Defense Missing With BYU’s Road Woes
PROVO, Utah – The road hasn’t been kind for the BYU Cougars (11-8, 3-1 WCC) this season. The Cougars are 1-6 on the road and their lone win was close to being another disappointing road loss as the Cougars blew a 21-point lead to beat Pacific (11-8, 1-3 WCC) 90-87 on January 3rd.
The road doesn’t get any easier Thursday when BYU plays Pepperdine (9-9, 2-2 WCC) in Malibu. The Cougars have struggled in Firestone Fieldhouse winning just one of their last five games – a 75-70 victory last season that was sealed by the now departed Elijah Bryant when he scored nine of BYU’s 11 points in overtime.
“Defense is what won this game for us. We had segments of time during this game where we were really determined defensively,” said BYU Head Coach Dave Rose after the game. “We had a nice rhythm early in the game, but then it just became really hard for us to get in a rhythm scoring. We stayed in there and really fought defensively.”
In BYU’s 2018-19 campaign, defensive play has been a major liability on the road. The Cougar defense is allowing 94.1 points per game on the road on a .484 field-goal percentage. At home, the Cougars are allowing 67.7 points per game and are holding opponents to .398 field-goal percentage.

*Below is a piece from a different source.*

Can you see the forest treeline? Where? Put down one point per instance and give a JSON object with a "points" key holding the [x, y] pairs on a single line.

“In practice we’ve put more emphasis on [defense],” said freshman forward Gavin Baxter. “Making the extra effort has really made a big difference – not only in practice but has really translated over to games really well.”

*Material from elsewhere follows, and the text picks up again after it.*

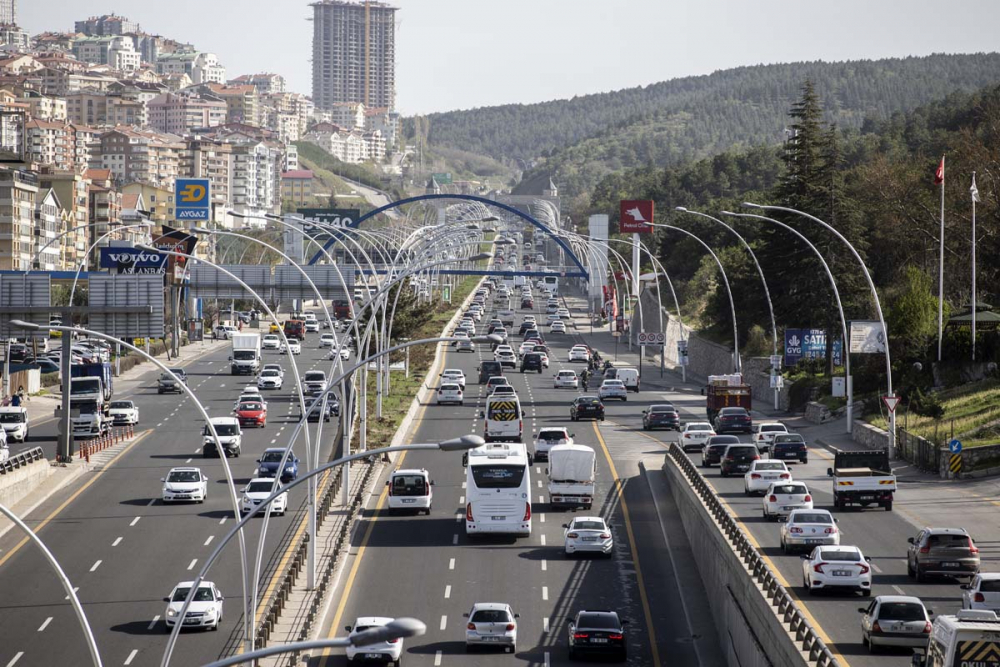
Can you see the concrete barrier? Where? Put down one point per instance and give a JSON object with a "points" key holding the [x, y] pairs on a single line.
{"points": [[757, 620]]}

The record at home reflects the improved defensive play with the Cougars posting a 9-1 record in the friendly confines of the Marriott Center including a pair of wins against conference foes, Portland (7-11, 0-3 WCC) and Santa Clara (10-8, 2-2 WCC) last week.
“I think our team had a much more concerted effort for longer periods of time [last week],” said Rose after practice Tuesday. “It’s just that on the road this year, it seems that we have a lot of lapses where we get down.”
“A lot of it isn’t our execution,” Rose added. “A lot of it is the energy and urgency of being in the right place – we’re there but we don’t make the extra effort to make a play or get in the right position to stop guys.”
The Cougars are also struggling to keep opponents off the free throw line on the road with opponents averaging 28.9 free-throw attempts per game in their own gym compared to just 17.6 attempts per game in the Marriott Center.
The drastic differences on defense are paired with a consistent offensive output from the Cougars. Offensively, the Cougars average 83.9 points per game at home and 82.9 points on the road while shooting .480 in the Marriott Center and .467 on the road. Even the free-throw numbers are nearly identical with the Cougars taking 23.7 attempts at home compared to 25.6 on the road.
The Cougars’ road doesn’t get any easier from here, Thursday’s trip to Malibu is followed up by a game against a much improved San Francisco (14-3, 2-1 WCC) team.
“[The defense] is something that I think we can fix,” said Rose. “I think a lot of it had to do with those back-to-back-to-back pretty tough games we had on the road – hopefully we can break through that here.”
“I believe this group of guys can find ourselves and find success on the road,” said Rose. “It’s just one of those things where you have to find it and believe in it and then do it.”
Thursday’s game against Pepperdine tips off at 9 p.m. on ESPNU and can be heard on KSL Radio 102.7 FM/1160 AM.